Using data-* attributes in the head

No need for a meta element.

<!DOCTYPE html>
<html>
<head
    data-details="52:AS6[rxSdsMd4RgYXJgeabsRAVBZ:0406139009]" 
    data-policyId="1234567890"
    data-partyId="0987654321"
    data-emailAddress="user@email.com"
    data-error="49"
    data-subsessionid="bffd5bc0-a03e-42e5-a531-50529dae57e3">
</head>

Using Microdata

You could create a vocabulary, but that’s not required for local use.

<!DOCTYPE html>
<html>
<head itemscope>
  <meta itemprop="details" content="52:AS6[rxSdsMd4RgYXJgeabsRAVBZ:0406139009]" />
  <meta itemprop="policyId" content="1234567890" />
  <meta itemprop="partyId" content="0987654321" />
  <link itemprop="emailAddress" href="mailto:user@email.com" /> <!-- or use a meta element if you don’t want to provide a full URI with "mailto:" scheme -->
  <meta itemprop="error" content="49" />
  <meta itemprop="subsessionid" content="bffd5bc0-a03e-42e5-a531-50529dae57e3" />
</head>

Using data in a script

The script element can be used for data blocks.

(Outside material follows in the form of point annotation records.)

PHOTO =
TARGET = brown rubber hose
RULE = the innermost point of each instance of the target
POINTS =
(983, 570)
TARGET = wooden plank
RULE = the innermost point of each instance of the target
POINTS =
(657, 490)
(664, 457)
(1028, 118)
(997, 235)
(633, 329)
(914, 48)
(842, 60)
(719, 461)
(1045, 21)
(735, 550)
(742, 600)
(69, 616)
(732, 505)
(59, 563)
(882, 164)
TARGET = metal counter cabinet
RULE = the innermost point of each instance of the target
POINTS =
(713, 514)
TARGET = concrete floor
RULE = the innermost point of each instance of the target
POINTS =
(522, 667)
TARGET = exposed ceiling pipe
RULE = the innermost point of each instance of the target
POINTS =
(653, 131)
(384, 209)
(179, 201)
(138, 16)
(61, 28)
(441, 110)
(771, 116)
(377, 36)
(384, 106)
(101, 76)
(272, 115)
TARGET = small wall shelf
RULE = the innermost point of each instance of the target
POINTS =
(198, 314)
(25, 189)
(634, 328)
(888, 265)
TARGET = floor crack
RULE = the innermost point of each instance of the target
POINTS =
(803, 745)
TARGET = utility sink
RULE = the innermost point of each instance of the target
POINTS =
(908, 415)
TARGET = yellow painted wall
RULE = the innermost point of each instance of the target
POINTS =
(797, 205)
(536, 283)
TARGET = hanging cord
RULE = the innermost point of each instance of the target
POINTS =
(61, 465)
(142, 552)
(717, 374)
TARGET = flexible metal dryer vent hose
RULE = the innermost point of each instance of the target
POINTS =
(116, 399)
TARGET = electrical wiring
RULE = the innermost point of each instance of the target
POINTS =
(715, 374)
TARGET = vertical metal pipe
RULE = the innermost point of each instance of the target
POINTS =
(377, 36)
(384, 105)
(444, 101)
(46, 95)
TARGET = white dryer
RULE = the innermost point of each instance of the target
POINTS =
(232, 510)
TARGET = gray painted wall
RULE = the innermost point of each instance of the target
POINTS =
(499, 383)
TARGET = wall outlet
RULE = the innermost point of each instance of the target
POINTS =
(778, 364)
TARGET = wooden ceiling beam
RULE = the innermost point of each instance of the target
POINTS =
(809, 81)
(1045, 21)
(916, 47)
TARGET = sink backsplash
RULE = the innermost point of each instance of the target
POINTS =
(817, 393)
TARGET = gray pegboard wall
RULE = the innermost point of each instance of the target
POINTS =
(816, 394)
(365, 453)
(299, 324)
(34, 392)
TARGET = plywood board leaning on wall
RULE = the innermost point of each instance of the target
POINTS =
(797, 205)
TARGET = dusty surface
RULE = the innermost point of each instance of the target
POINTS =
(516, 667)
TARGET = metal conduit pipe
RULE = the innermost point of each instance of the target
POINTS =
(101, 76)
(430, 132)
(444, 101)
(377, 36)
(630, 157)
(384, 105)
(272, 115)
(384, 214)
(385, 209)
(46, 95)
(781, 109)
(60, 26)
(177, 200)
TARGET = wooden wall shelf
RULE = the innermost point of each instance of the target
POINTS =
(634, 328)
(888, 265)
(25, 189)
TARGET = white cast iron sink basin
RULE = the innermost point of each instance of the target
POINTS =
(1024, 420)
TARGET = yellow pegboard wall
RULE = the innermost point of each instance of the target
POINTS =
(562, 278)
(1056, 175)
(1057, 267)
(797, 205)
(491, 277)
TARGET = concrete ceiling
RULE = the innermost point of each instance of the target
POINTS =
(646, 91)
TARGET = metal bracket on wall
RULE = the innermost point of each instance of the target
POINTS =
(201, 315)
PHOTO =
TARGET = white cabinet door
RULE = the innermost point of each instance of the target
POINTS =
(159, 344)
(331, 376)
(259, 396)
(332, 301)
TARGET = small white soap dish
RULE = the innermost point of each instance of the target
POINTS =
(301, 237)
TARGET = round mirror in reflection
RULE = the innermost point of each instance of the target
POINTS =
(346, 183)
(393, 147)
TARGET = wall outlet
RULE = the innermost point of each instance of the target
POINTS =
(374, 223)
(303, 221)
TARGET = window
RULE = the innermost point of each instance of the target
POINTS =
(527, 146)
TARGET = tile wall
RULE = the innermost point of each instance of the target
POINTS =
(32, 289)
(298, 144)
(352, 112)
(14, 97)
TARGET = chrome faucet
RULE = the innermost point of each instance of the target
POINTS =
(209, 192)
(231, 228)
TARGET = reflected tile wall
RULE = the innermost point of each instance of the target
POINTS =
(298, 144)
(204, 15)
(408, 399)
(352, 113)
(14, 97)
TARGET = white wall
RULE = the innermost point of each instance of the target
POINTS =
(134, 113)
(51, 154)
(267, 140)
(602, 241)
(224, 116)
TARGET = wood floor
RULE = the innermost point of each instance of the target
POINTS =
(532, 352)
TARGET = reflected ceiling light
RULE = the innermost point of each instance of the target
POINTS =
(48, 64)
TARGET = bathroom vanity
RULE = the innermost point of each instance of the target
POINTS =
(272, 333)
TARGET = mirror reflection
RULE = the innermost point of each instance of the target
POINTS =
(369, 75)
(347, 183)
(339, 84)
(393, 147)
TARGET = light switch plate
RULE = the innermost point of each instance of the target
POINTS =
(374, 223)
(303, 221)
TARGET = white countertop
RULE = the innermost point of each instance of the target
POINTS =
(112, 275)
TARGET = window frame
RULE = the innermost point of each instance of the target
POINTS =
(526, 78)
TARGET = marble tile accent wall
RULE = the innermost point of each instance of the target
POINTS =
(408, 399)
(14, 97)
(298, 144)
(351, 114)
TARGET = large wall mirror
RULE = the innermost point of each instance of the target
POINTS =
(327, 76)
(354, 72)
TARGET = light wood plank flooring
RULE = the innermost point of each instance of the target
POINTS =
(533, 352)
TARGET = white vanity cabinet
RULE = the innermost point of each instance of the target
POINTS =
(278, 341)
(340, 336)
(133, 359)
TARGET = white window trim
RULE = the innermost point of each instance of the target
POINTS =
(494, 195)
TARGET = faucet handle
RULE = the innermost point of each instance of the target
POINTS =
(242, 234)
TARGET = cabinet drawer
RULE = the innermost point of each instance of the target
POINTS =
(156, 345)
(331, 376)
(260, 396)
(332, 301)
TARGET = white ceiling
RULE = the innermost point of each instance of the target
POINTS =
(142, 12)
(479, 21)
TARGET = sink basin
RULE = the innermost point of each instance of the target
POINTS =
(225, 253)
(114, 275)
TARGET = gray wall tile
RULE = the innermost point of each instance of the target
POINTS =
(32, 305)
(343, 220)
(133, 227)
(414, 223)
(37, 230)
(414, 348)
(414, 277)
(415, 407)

You can choose any format that suits your needs. Example with plain text:

<!DOCTYPE html>
<html>
<head>
  <script type="text/plain">
    details = 52:AS6[rxSdsMd4RgYXJgeabsRAVBZ:0406139009]
    policyId = 1234567890
    partyId = 0987654321
    emailAddress = user@email.com
    error = 49
    subsessionid = bffd5bc0-a03e-42e5-a531-50529dae57e3
  </script>
</head>


回答3:

What if you try using the data- format to add a custom attribute to them, something like data-type or data-name and omitting the real name attribute or maybe setting it all to "abstract" or something (I donno if the validator will give problems for repeated meta names):

<meta data-name="details" content="52:AS6[rxSdsMd4RgYXJgeabsRAVBZ:0406139009]" />

So you could reference to that data-name to work with your meta stuff...

http://html5doctor.com/html5-custom-data-attributes/



回答4:

Either option would technically work, although the solution could come down to how your organisation feels about page validation.

As you say, adding information into custom metadata tags will invalidate your markup.

For my organisation, page validation is part of technical accessibility and is considered very important. Doing anything that would prevent pages from validating would not be allowed.

I wouldn't attempt to register new metadata names and values as these are specific to your organisation and not for public use.

I would probably leave this information as HTML comments if this is already working for your organisation.